The Sydney University branch sets the pace for rest of the NTEU and the sector, in terms of both militancy and, as a result, pay and conditions. Strikes in 2013 and 2017 shut down the campus, with picket lines managing to turn away countless staff, students and delivery drivers. Through these actions we have been able to resist many of the attacks that university bosses have pushed through elsewhere.
It took a lot of discussion and argument within the union to get us to this point. NTEU Fightback has argued from the start for an ambitious list of demands and strike action as our key weapon. We made these arguments in many workplaces for months. The vote for the strikes came after a long debate on the NTEU’s branch committee about what kind of industrial campaign strategy can win. Such debates are important.
The first argument was about which forms of industrial action should be on the ballot. More conservative members argued for more symbolic actions, such as administrative bans, in an attempt to downplay the importance of strike action.
Against this, we argued that strikes are the most effective way of disrupting the university. Also, members can participate in strike action collectively, which is essential for developing a militant union culture on campus. We want to build on the actions of 2013 and 2017, not waste time with ineffective bans.

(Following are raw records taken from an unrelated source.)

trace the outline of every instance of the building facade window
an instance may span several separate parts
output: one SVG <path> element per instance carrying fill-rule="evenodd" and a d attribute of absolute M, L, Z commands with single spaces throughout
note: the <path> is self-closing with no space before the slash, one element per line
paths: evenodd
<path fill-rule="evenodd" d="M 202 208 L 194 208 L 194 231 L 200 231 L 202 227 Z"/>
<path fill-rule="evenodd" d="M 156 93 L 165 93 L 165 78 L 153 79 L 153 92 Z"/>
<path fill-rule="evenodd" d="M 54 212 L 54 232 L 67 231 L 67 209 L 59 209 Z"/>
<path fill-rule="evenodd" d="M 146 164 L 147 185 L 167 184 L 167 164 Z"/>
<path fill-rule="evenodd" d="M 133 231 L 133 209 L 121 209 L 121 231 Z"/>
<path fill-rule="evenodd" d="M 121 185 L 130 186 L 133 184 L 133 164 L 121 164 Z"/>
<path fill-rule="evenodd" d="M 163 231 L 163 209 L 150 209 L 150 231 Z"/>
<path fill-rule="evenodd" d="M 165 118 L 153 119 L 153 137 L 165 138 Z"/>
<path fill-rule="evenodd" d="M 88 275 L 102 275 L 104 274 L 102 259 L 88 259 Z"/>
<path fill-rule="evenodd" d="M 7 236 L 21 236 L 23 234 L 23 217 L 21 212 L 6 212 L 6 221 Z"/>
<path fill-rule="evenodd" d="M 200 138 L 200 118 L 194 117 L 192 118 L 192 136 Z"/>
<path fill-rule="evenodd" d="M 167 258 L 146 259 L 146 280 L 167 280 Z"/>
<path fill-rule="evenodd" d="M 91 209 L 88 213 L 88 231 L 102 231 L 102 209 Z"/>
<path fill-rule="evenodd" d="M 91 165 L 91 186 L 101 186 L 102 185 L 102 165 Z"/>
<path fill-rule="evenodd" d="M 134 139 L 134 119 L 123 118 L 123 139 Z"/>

Participation in the industrial action ballot was very high. Of the 80 percent of members who voted, 93 percent supported 24-hour strikes, more than the level of support for administrative bans. Almost 70 percent even supported indefinite strikes. There was also an argument about how the campaign of industrial action should start. We argued to begin with a 48-hour strike, eventually winning the vote by a large margin at the members meeting.
Recent strike action by teachers, nurses, paramedics and transport workers shows there is an appetite for a fight in New South Wales. Workers make society run, and we will not passively accept the attacks on our wages and conditions from the government and the bosses.
As we head towards the strike on 11 and 12 May, we have mobilised activists to help coordinate picket lines at the university’s entrances and organised rallies on the strike days to build solidarity. A branch strike fund has already raised several thousand dollars. We have also set up a strike playlist and are encouraging people to add their favourite union or protest songs to it.
Activists from the student union’s Education Action Group have helped spread the word among students, passing motions of support in dozens of lectures and tutorials, plastering the campus with posters and leafleting daily.
We have spent the last few weeks talking to hundreds of staff members about the importance of striking, participating in the pickets and arguing with their colleagues to join the campaign and the union. We have strong student support at Sydney University and are calling on students and staff from other universities and workplaces to join us on the picket lines, starting at 7am on Wednesday 11 and Thursday 12 May.